Typically, term extraction and termbase editing are implemented in separate applications. There is a wide range of tools and web applications available, which are usually designed to be language-independent. However, some tools have developed with customized functionality for specific languages. For Dutch, separate applications for term extraction (TermTreffer, van der Vliet 2015) and termbase editing (TermBeheerder) were developed in the early 2010s by two commercial companies at the request of the Union for the Dutch Language (Taalunie). Since 2016 they have been hosted by the Dutch Language Institute (INT -Instituut voor de Nederlandse Taal) in its role as Centre of Expertise for Dutch Terminology (ENT - Expertisecentrum Nederlandstalige Terminologie, Steurs 2021).

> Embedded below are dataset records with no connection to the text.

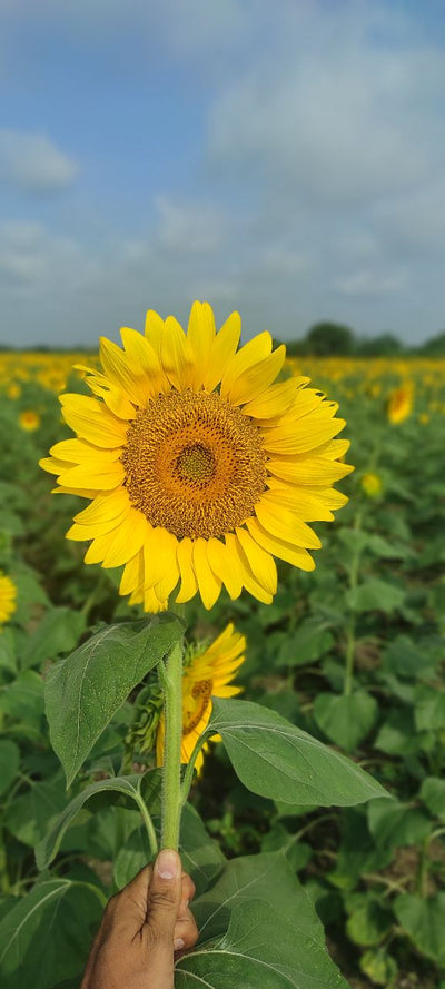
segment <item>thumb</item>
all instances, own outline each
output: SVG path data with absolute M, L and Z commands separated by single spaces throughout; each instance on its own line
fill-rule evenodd
M 162 849 L 155 863 L 148 890 L 147 927 L 152 941 L 172 958 L 174 931 L 181 900 L 182 866 L 177 852 Z

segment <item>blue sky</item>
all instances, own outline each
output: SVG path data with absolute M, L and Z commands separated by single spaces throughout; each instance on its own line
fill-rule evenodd
M 0 340 L 445 326 L 442 0 L 0 0 Z

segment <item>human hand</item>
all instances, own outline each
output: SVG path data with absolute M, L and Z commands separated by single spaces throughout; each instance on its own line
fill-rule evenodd
M 161 851 L 109 901 L 81 989 L 174 989 L 174 959 L 198 938 L 194 894 L 179 856 Z

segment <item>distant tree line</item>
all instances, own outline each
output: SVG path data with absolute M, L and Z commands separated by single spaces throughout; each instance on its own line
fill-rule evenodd
M 349 326 L 324 320 L 315 323 L 303 339 L 286 340 L 286 350 L 291 357 L 397 357 L 409 354 L 439 357 L 445 356 L 445 330 L 431 337 L 425 344 L 411 347 L 392 333 L 359 337 Z
M 278 345 L 281 340 L 275 340 Z M 70 350 L 85 354 L 96 354 L 97 349 L 86 344 L 73 344 L 70 347 L 52 347 L 50 344 L 37 344 L 32 347 L 13 347 L 0 340 L 0 352 L 4 350 L 33 350 L 40 354 L 51 354 Z M 286 350 L 290 357 L 397 357 L 419 355 L 423 357 L 445 357 L 445 330 L 429 337 L 424 344 L 406 346 L 392 333 L 382 333 L 376 337 L 359 337 L 350 326 L 342 323 L 332 323 L 328 319 L 315 323 L 310 326 L 303 339 L 286 340 Z

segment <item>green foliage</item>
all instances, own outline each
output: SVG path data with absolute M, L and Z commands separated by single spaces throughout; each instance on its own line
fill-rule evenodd
M 259 704 L 215 699 L 209 732 L 222 736 L 237 775 L 261 797 L 329 807 L 384 794 L 354 762 Z
M 109 625 L 52 667 L 46 712 L 68 787 L 130 691 L 182 634 L 180 621 L 168 613 Z
M 392 427 L 383 409 L 400 373 L 378 370 L 376 397 L 352 365 L 343 379 L 313 376 L 340 402 L 357 467 L 340 485 L 350 503 L 320 527 L 315 572 L 279 564 L 269 606 L 187 606 L 190 640 L 233 621 L 248 649 L 243 700 L 216 701 L 224 741 L 182 814 L 201 927 L 176 967 L 182 989 L 257 989 L 265 966 L 277 989 L 346 986 L 317 914 L 353 985 L 443 981 L 445 395 L 438 370 L 435 383 L 418 374 L 414 413 Z M 0 567 L 19 591 L 0 632 L 0 981 L 75 989 L 102 904 L 151 857 L 138 801 L 159 838 L 159 771 L 128 739 L 184 629 L 129 610 L 119 573 L 83 566 L 85 547 L 65 541 L 80 504 L 51 498 L 38 472 L 61 429 L 53 397 L 32 388 L 23 407 L 40 403 L 39 434 L 19 434 L 0 403 Z M 366 472 L 382 479 L 377 498 Z

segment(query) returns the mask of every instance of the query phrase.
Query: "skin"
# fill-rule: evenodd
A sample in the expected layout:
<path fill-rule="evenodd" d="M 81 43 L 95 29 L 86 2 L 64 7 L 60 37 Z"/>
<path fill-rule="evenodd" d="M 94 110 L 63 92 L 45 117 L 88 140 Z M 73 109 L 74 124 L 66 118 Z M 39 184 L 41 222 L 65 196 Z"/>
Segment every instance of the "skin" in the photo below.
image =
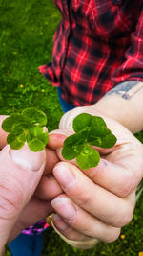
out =
<path fill-rule="evenodd" d="M 120 228 L 133 218 L 135 190 L 143 176 L 143 146 L 132 134 L 143 128 L 143 122 L 137 122 L 137 114 L 130 120 L 136 105 L 142 113 L 142 98 L 137 97 L 137 90 L 133 95 L 132 101 L 128 99 L 127 102 L 113 92 L 94 105 L 68 112 L 60 122 L 60 129 L 50 135 L 46 151 L 36 156 L 27 148 L 15 151 L 4 147 L 7 134 L 0 131 L 3 132 L 0 152 L 1 251 L 4 244 L 23 228 L 53 212 L 54 225 L 68 239 L 85 241 L 92 237 L 105 242 L 117 239 Z M 134 105 L 136 99 L 139 100 Z M 121 104 L 124 104 L 124 111 L 120 111 Z M 98 149 L 101 153 L 99 165 L 87 171 L 79 170 L 75 161 L 65 162 L 61 157 L 64 139 L 72 133 L 72 120 L 82 112 L 102 116 L 117 137 L 117 144 L 112 149 Z M 51 200 L 51 204 L 49 203 Z"/>
<path fill-rule="evenodd" d="M 117 137 L 115 147 L 98 149 L 101 161 L 95 168 L 81 172 L 74 161 L 60 162 L 54 167 L 53 175 L 65 194 L 51 201 L 57 213 L 52 219 L 66 238 L 87 240 L 90 236 L 112 242 L 121 227 L 131 221 L 135 190 L 143 177 L 143 145 L 133 135 L 143 129 L 142 99 L 143 83 L 126 81 L 96 104 L 76 107 L 62 117 L 58 132 L 63 134 L 72 133 L 73 118 L 84 112 L 103 117 Z M 63 160 L 54 135 L 50 144 Z M 73 206 L 74 215 L 71 215 L 72 207 L 68 205 Z"/>
<path fill-rule="evenodd" d="M 91 113 L 92 110 L 83 107 L 80 112 Z M 58 218 L 53 216 L 53 222 L 68 239 L 86 240 L 90 236 L 112 242 L 133 215 L 135 189 L 143 175 L 143 146 L 118 122 L 97 111 L 94 114 L 104 118 L 117 137 L 117 143 L 110 150 L 99 150 L 101 160 L 95 168 L 80 171 L 74 161 L 56 164 L 53 175 L 65 194 L 51 201 L 58 214 Z M 63 124 L 60 125 L 62 130 Z M 72 131 L 72 128 L 70 129 Z M 53 141 L 54 134 L 50 144 L 56 148 L 56 142 L 51 145 Z M 57 153 L 63 160 L 61 149 L 57 149 Z"/>
<path fill-rule="evenodd" d="M 0 116 L 0 125 L 5 118 L 6 116 Z M 59 195 L 62 189 L 51 176 L 52 168 L 59 161 L 53 150 L 46 148 L 43 151 L 32 152 L 25 145 L 21 150 L 13 151 L 6 145 L 7 133 L 0 130 L 0 137 L 2 255 L 4 245 L 24 228 L 53 212 L 50 200 Z"/>

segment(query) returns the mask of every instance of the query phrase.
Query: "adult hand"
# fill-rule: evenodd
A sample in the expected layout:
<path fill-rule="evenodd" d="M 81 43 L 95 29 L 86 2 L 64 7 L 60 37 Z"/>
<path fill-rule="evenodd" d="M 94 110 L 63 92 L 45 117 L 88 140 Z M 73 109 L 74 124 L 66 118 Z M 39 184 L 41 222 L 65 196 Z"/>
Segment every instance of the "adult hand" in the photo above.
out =
<path fill-rule="evenodd" d="M 0 125 L 5 118 L 0 116 Z M 0 151 L 1 255 L 6 243 L 53 212 L 49 199 L 62 190 L 51 176 L 52 167 L 58 162 L 52 150 L 46 148 L 43 151 L 33 152 L 27 145 L 19 151 L 11 150 L 5 146 L 7 133 L 1 126 L 0 137 L 0 147 L 4 147 Z"/>
<path fill-rule="evenodd" d="M 112 242 L 133 215 L 135 190 L 143 176 L 143 145 L 122 125 L 92 107 L 66 113 L 58 133 L 72 132 L 73 118 L 83 112 L 102 116 L 117 143 L 109 150 L 98 149 L 101 160 L 95 168 L 81 171 L 75 161 L 55 165 L 53 175 L 65 194 L 51 201 L 57 213 L 52 221 L 68 239 Z M 58 135 L 54 133 L 50 144 L 56 149 Z M 63 160 L 61 150 L 57 152 Z"/>

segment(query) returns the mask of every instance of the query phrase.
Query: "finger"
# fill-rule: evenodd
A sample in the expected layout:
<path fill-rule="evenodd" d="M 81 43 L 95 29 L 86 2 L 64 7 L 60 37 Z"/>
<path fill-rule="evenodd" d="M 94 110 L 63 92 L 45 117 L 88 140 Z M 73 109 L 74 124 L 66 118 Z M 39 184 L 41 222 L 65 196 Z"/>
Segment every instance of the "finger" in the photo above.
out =
<path fill-rule="evenodd" d="M 56 152 L 64 160 L 61 148 Z M 125 198 L 136 189 L 142 179 L 142 155 L 143 146 L 140 143 L 126 143 L 115 147 L 110 154 L 102 156 L 96 167 L 83 170 L 83 173 L 95 184 Z M 69 162 L 77 166 L 75 159 Z"/>
<path fill-rule="evenodd" d="M 50 148 L 46 148 L 45 151 L 46 151 L 46 166 L 44 170 L 44 175 L 47 175 L 52 174 L 53 166 L 59 162 L 59 158 L 55 151 Z"/>
<path fill-rule="evenodd" d="M 82 208 L 75 205 L 73 201 L 64 195 L 53 199 L 51 205 L 54 210 L 64 218 L 64 221 L 68 225 L 84 235 L 97 238 L 98 240 L 105 242 L 112 242 L 119 236 L 119 228 L 112 227 L 104 223 L 100 220 L 97 220 Z M 63 232 L 63 234 L 67 235 L 68 230 Z M 72 230 L 69 230 L 68 235 L 68 238 L 74 239 L 73 237 L 71 238 L 71 236 L 72 236 Z"/>
<path fill-rule="evenodd" d="M 32 198 L 21 212 L 18 220 L 9 236 L 8 243 L 16 238 L 24 229 L 45 220 L 47 216 L 53 212 L 50 202 L 42 201 Z"/>
<path fill-rule="evenodd" d="M 69 136 L 70 133 L 65 130 L 52 130 L 49 134 L 49 143 L 48 147 L 56 150 L 57 148 L 60 148 L 63 146 L 64 140 L 66 139 L 67 136 Z"/>
<path fill-rule="evenodd" d="M 45 151 L 32 152 L 27 145 L 19 151 L 6 146 L 0 153 L 0 247 L 23 207 L 28 203 L 45 167 Z"/>
<path fill-rule="evenodd" d="M 52 221 L 55 227 L 62 233 L 66 238 L 71 240 L 85 240 L 86 236 L 83 233 L 78 232 L 77 230 L 73 229 L 70 226 L 64 219 L 58 214 L 52 215 Z"/>
<path fill-rule="evenodd" d="M 62 193 L 62 188 L 52 175 L 43 175 L 35 196 L 41 200 L 51 200 Z"/>
<path fill-rule="evenodd" d="M 122 199 L 94 184 L 77 167 L 69 163 L 58 163 L 53 175 L 70 198 L 102 221 L 120 227 L 133 218 L 134 196 Z"/>
<path fill-rule="evenodd" d="M 7 117 L 6 115 L 0 115 L 0 149 L 3 149 L 7 145 L 8 132 L 2 129 L 2 123 Z"/>

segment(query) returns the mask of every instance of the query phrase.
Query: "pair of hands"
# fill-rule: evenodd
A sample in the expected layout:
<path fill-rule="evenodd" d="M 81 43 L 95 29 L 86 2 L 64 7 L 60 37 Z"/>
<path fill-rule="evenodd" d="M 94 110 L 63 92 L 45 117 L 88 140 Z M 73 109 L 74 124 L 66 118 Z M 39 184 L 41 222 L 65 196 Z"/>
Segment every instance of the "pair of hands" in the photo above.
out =
<path fill-rule="evenodd" d="M 135 189 L 143 176 L 143 146 L 119 123 L 102 116 L 117 143 L 110 150 L 99 149 L 99 165 L 81 171 L 75 161 L 63 161 L 64 139 L 82 112 L 100 115 L 92 107 L 69 111 L 41 152 L 27 146 L 19 151 L 4 147 L 7 134 L 1 131 L 0 248 L 53 212 L 55 227 L 77 241 L 114 241 L 132 220 Z"/>

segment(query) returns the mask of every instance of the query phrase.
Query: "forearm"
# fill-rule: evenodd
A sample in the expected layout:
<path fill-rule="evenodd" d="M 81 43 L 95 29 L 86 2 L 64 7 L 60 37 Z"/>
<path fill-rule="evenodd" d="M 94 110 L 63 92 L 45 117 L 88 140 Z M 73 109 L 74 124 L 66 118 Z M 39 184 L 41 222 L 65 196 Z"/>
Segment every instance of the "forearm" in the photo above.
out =
<path fill-rule="evenodd" d="M 115 119 L 133 133 L 143 129 L 143 82 L 116 85 L 92 107 Z"/>

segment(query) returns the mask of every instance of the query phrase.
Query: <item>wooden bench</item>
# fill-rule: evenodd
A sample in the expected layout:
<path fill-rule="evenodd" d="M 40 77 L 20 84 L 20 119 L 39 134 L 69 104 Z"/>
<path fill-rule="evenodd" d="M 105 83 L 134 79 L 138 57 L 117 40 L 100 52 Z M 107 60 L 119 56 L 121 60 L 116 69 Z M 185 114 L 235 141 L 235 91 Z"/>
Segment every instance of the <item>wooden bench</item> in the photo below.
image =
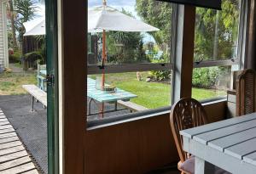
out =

Because these two legacy applications are difficult to maintain, the Taalunie and INT have decided to develop a new, free and open-source web application that builds on top of the in-house corpus and database tools of the INT. The application will offer a single integrated environment for both term extraction and termbase editing, so that users do not have to switch between tools and transfer datasets (although export and import functions will still be available). Additionally, the application is designed to be scalable to larger corpora, by leveraging the BlackLab corpus retrieval system (de Does, Niestadt & Depuydt 2017), and to allow the integration of externally developed state-of-the-art modules for term extraction, notably sequential term taggers like D-Terminer (Rigouts Terryn, Hoste & Lefever 2022). This poster presents the results of the pilot study and the developed prototype and outlines the plans and invites feedback for the final release version.
References:
Does, Jesse de, Jan Niestadt en Katrien Depuydt (2017), ‘Creating research environments with BlackLab’. In: Jan Odijk and Arjan van Hessen (eds.) CLARIN in the Low Countries, pp. 151-165. London: Ubiquity Pres
Rigouts Terryn, Ayla, Veronique Hoste, en Els Lefever. 2022. ‘D-Terminer: Online Demo for Monolingual and Bilingual Automatic Term Extraction’. In Proceedings of the TERM21 Workshop, 33-40. Language Resources and Evaluation Conference (LREC 2022).
Steurs, Frieda. 2021. ‘Centre of Expertise for Dutch Terminology: A Digital Platform for Professional Language’. Academic Journal of Modern Philology, nr. 13: 315-24.
Vliet, Hennie van der (2015). 'TermTreffer, a term extractor for Dutch.' Poster at Computational Linguistics in the Netherlands 22, Antwerp.